More so now than ever before, professional athletes are preparing for life after sport while their careers are still going. It is not uncommon for athletes to train, head to uni then back to the gym throughout the week.

But what about the athletes who haven’t found their calling yet? Those who feel like they’re being pushed to study for a career they never see eventuating. What happens to them when it’s time to move on?

That question was facing beach volleyballer Jess Ngauamo twelve months ago when she was tossing up whether to push forward for another training cycle or to call it quits. If she did retire, there was no obvious move into the workforce approaching.

Ngauamo was fortunate to pursue a successful college volleyball career at UCLA, but was never inspired to finish her degree and a passion for life outside of sport simply didn’t eventuate. The prospect of leaving beach volleyball for another career was not an easy path to see.

Thankfully for Ngauamo, Volleyball Australia was starting a new process to help athletes transition to life post-retirement and help them on their career journey. With the support of her coaches, she was given time to consider her options, and when she decided to move on, VA Athlete Wellbeing & Engagement Manager Jason Tutt provided just the support she needed. 

“Jason gave me a big hand last year,” said Ngauamo. “He set me up with a psych to help me transition out of sport so it didn’t feel like I was out on my own.

“Through those sessions I was able to transition out of sport but also then think about what to do next, but not in a way which I felt like I was forced to do anything.

“Over about a six month period working with the psych and having chats with Jason I was able to find something that appealed to me.”

That appeal came in the form of the Queensland Fire & Emergency Services, and she is now hopeful of a career in that field.

“There’s a lot of similarities between the firies and a professional sporting career,” said Ngauamo. “There’s a lot of things that align with what I used to do.

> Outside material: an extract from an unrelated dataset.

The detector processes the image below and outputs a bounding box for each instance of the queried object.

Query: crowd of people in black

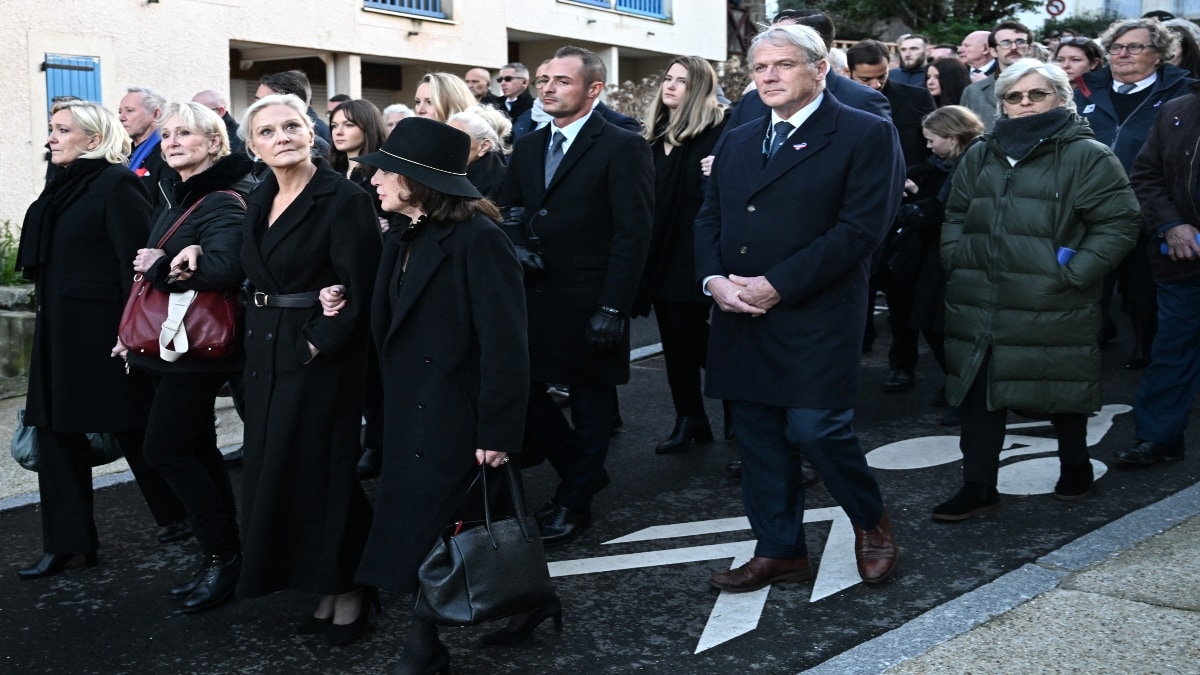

“It ticks a lot of boxes in that sense but also gave me a different purpose, and that was the biggest thing I think: to find a purpose outside of sport.

“It’s not an easy thing to do because it’s such a big part of your life for so long, and then you lose it, and you’re like ‘what else do I have?’.”

Ngauamo credits Tutt and the athlete wellbeing program at VA with allowing her to see a future post-retirement that she hadn’t set had her sights on a year ago.

“They helped me realise there’s just so much to take away from my volleyball career that makes me look like a really appealing, desirable employee,” she said. “I took a lot of confidence out of that.

“I think if I didn’t have those support networks around me it would have been a bit of a different 12 months.”

Speaking ahead of National Careers week which starts on Monday, Tutt said the new transition process put in place inside the last two years would benefit athletes moving out of national programs and into retirement.

“One of the key outcomes out of a wellbeing health check with the AIS in late 2021 was to implement a transition strategy for athletes moving out of the sport,” said Tutt. “The first two of those to go through that were Damien Schumann and Becchara Palmer who have gone into teaching and marketing respectively, however they were well on their way to doing so by the time their careers came to an end.

“We now conduct exit interviews where career options and career readiness are discussed, followed by check-ins at the three, six and 12 month marks.

“With Jess, we identified early on that pursuing a career in the firies could be a option. Through the AIS’s relationship with the fire brigade networks around the country we were able to open up a conversation with the QFES and everything has flowed from there.

“It’s great that we’ve been able to help Jess in her transition out of the sport and I’m sure she will enjoy great success in her career.”

Unable to completely stop the competitive juices from flowing, Jess is combining her career pursuit by returning to play netball, a sport she had to give away to pursue her volleyball dreams.

A former Australian Schools representative, Ngauamo filled in with a friend’s team last year and has now been selected by Gold Coast Titans Netball in Netball Queensland’s Ruby series.

She says she’s able to provide a unique perspective on the game alongside some players whose careers are only just getting started.

“I feel like a 17-year-old netballer in a 27-year-old’s body! It’s weird being an experienced athlete but inexperienced at the same time.

“It’s a very different position to be in, but it’s really enjoyable too.”